Abstract

Background/Aim: Traditionally, analyses using urinary biomarkers adjusted for urine creatinine to account for differences in urine dilution. Urine creatinine, however, is associated with muscle mass, dietary intake of creatine, and meat intake; therefore consideration of other measures for urine dilution adjustment may be critical. We measured osmolality, in addition to creatinine, and compared epidemiologic associations of urine cadmium with heart failure across several strategies of urine dilution adjustment.Methods: In our case-cohort study of never smokers from the Danish Diet, Cancer, and Health cohort, we identified 958 cases of incident heart failure occurring between baseline (1993-1997) and 2015 using the Danish National Patient Registry and we randomly selected a sub-cohort of 600 males and 600 females for comparison. We quantified cadmium concentrations, creatinine, and osmolality in urine samples collected at baseline.
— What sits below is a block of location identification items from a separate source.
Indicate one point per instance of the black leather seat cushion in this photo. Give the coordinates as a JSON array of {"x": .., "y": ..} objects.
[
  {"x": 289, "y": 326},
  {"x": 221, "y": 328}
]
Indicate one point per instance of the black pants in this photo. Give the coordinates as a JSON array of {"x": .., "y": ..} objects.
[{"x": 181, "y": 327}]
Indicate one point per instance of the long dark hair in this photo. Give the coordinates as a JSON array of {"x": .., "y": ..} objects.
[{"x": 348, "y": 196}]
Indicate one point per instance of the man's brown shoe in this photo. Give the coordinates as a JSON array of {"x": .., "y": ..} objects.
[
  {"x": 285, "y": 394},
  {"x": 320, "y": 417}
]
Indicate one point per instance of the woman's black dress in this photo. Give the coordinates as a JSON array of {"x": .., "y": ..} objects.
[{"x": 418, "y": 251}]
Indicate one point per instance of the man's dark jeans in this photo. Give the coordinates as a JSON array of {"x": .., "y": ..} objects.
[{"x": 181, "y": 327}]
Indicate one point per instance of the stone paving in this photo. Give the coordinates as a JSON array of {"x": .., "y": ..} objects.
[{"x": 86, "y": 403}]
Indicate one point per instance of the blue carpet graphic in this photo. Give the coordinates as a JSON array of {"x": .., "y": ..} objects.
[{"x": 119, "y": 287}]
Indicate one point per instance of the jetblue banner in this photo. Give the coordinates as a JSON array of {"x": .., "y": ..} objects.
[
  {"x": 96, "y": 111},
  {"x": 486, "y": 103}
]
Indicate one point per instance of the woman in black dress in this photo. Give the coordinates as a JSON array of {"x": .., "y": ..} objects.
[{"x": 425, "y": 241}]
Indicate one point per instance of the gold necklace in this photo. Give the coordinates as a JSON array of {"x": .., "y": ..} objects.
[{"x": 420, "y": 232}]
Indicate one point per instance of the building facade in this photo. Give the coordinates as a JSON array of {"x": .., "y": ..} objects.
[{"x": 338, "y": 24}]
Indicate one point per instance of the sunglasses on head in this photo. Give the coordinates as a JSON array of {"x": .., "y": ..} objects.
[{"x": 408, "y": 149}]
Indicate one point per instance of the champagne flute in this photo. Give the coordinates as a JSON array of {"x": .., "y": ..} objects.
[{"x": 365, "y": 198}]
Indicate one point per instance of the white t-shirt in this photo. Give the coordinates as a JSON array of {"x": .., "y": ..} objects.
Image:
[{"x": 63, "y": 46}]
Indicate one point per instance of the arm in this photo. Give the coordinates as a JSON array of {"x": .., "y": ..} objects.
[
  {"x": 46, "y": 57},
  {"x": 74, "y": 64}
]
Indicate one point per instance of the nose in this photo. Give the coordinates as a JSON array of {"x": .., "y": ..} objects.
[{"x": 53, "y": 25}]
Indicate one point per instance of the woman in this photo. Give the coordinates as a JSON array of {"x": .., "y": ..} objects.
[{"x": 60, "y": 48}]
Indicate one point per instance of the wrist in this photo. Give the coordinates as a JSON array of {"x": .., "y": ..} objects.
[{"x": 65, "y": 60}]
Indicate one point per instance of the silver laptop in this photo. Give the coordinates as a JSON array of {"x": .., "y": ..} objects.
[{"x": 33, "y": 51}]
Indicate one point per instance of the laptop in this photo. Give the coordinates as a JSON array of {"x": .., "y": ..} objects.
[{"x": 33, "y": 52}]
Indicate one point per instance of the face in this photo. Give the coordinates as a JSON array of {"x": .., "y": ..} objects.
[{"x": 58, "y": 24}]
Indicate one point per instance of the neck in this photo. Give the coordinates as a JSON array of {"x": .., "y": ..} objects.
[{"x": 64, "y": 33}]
Using an unweighted case-cohort approach we estimated adjusted hazard ratios for heart failure in Cox proportional hazards models with age as the time scale.Results: In our primary analysis using creatinine standardized cadmium levels (μg Cd/g cr), we report HR=1.12 per interquartile range difference (95% CI= 1.02-1.22) in models adjusted for gender, BMI, education, and urine cotinine. Findings were similar when other strategies for urine dilution adjustment were implemented: regression adjustment for creatinine (HR=1.15; 95% CI=1.02-1.30); standardization for covariate-adjusted creatinine (HR=1.17; 95% CI=1.05-1.30); osmolality standardized cadmium (HR=1.11; 95% CI=1.01-1.22); and regression adjustment for osmolality (HR=1.13; 95% CI=1.02-1.26). Results were also similar when we compared upper quartile with lower quartile exposure; additional case populations of stroke and acute myocardial infarction also showed similar results.Conclusion: In our case-cohort study of cadmium and heart failure among never-smokers, selection of urine dilution marker or adjustment strategy did not alter findings.